De zaken waar jonge boeren in heel Europa tegenaan lopen zijn: beschikbaarheid en verwerving van land in zowel eigendom als huur, beschikbaarheid van kapitaal en de ontwikkeling van kennis. Het bleek verder dat jonge boeren hun nieuwe kennis eerst vooral van collega’s halen en daarna van andere organisaties of adviesbureaus. Jongeren zoeken informatie vooral via internet, excursiedagen en opleidingsdagen.

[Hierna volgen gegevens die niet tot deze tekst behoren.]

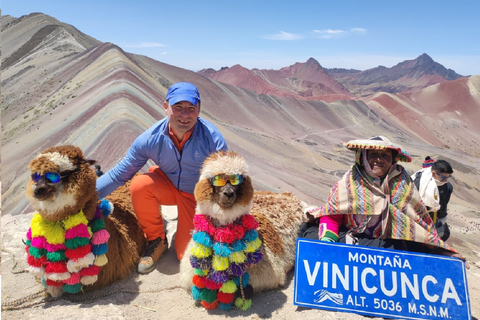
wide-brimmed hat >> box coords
[422,156,435,168]
[343,136,412,162]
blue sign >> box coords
[293,238,471,319]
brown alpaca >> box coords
[180,151,304,308]
[27,146,145,297]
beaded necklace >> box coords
[25,199,113,296]
[190,214,262,310]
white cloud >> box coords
[262,31,303,41]
[123,42,166,48]
[313,28,367,39]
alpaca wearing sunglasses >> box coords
[180,151,304,310]
[26,146,145,297]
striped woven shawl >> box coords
[318,164,456,252]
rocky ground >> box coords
[1,206,480,320]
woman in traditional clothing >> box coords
[299,136,468,267]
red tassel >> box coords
[45,261,68,273]
[217,291,235,304]
[241,214,258,230]
[46,279,63,287]
[203,278,223,290]
[201,300,218,310]
[65,244,92,259]
[192,275,206,289]
[78,264,100,276]
[27,255,48,268]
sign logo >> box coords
[294,238,471,319]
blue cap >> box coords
[166,82,200,106]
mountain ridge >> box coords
[1,10,480,228]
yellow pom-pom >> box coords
[212,255,229,271]
[63,210,88,229]
[245,238,262,252]
[218,280,237,293]
[190,243,213,258]
[31,213,65,244]
[235,297,252,311]
[228,251,247,263]
[94,254,108,267]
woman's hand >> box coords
[441,250,470,269]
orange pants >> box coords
[130,166,197,260]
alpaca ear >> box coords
[235,176,254,205]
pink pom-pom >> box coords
[213,227,235,243]
[193,214,215,235]
[45,242,66,252]
[91,229,110,245]
[65,223,90,239]
[63,272,80,285]
[45,279,63,287]
[31,236,47,249]
[78,265,100,276]
[241,214,258,230]
[45,261,68,273]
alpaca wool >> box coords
[25,199,113,296]
[190,214,262,310]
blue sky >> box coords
[0,0,480,75]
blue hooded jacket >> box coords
[97,117,228,199]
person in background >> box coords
[95,164,103,177]
[411,157,453,241]
[299,136,468,267]
[97,82,228,274]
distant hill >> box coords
[0,13,480,228]
[198,58,353,101]
[326,53,463,97]
[198,53,463,102]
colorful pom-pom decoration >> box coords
[190,214,262,310]
[25,199,113,297]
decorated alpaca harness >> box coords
[190,214,262,310]
[25,199,113,294]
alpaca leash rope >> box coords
[2,247,28,274]
[2,285,183,311]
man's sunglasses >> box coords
[210,174,243,187]
[32,170,76,183]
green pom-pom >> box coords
[193,269,208,277]
[219,280,237,293]
[28,247,46,259]
[235,297,252,311]
[63,283,82,293]
[92,219,105,232]
[192,286,203,301]
[65,237,90,249]
[47,250,67,262]
[200,288,217,303]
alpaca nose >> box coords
[223,181,235,199]
[33,186,47,198]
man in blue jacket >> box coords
[97,82,227,274]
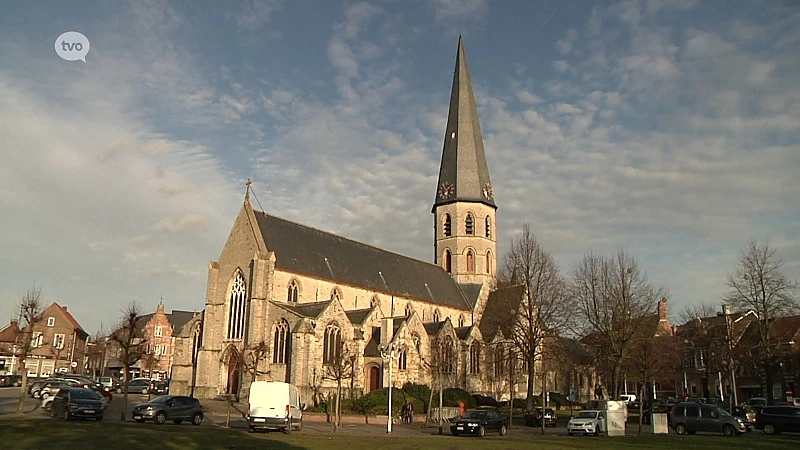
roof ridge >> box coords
[253,209,444,270]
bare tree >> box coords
[502,223,575,412]
[111,300,146,421]
[16,285,44,414]
[569,249,667,399]
[322,340,356,431]
[724,239,800,405]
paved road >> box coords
[0,387,664,439]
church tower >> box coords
[431,36,497,284]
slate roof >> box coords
[344,308,372,325]
[272,300,330,319]
[478,285,525,340]
[0,320,20,343]
[422,321,444,336]
[456,326,472,341]
[432,36,497,212]
[253,211,471,310]
[458,283,483,309]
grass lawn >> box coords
[0,416,800,450]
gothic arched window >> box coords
[286,280,298,303]
[272,319,289,364]
[439,336,456,373]
[469,342,481,374]
[226,272,247,339]
[322,324,342,365]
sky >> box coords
[0,0,800,333]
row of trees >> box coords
[499,224,800,426]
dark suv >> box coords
[131,395,203,425]
[670,403,747,436]
[756,406,800,434]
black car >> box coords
[756,406,800,434]
[450,409,508,437]
[50,387,104,420]
[131,395,203,425]
[525,408,558,427]
[0,375,22,387]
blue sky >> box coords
[0,0,800,331]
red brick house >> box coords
[25,302,89,377]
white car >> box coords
[567,410,606,436]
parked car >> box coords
[450,409,508,437]
[755,406,800,434]
[525,408,558,427]
[246,381,306,433]
[567,410,606,436]
[731,405,756,431]
[131,395,203,425]
[50,387,105,420]
[670,402,747,436]
[0,375,22,387]
[117,378,153,394]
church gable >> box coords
[254,211,472,310]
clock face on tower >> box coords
[439,181,456,200]
[483,182,494,201]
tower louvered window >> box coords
[226,272,247,339]
[272,319,289,364]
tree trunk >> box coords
[119,362,131,422]
[764,362,775,406]
[525,355,536,413]
[17,346,31,414]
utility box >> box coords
[650,413,669,434]
[605,400,628,436]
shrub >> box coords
[400,382,431,414]
[354,388,422,415]
[437,388,478,409]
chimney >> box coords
[381,317,394,344]
[658,298,667,321]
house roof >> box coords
[51,302,89,337]
[432,36,497,212]
[345,308,372,325]
[0,320,20,343]
[478,284,525,340]
[253,211,471,310]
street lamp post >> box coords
[378,343,400,433]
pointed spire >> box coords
[434,35,497,209]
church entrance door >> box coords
[225,352,239,395]
[369,366,381,392]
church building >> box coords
[171,38,526,399]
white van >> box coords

Opvallend was dat online trainingen zoals e-learning heel laag scoorden in populariteit, ook in Nederland.

Aanbevelingen omtrent de kennisbehoefte van jonge boeren zijn:
1) Aangeboden kennis en nieuw ontwikkelde uitwisselingsprogramma’s moeten klantgericht en per land aangepast aan de specifieke wensen van de jonge boer zijn.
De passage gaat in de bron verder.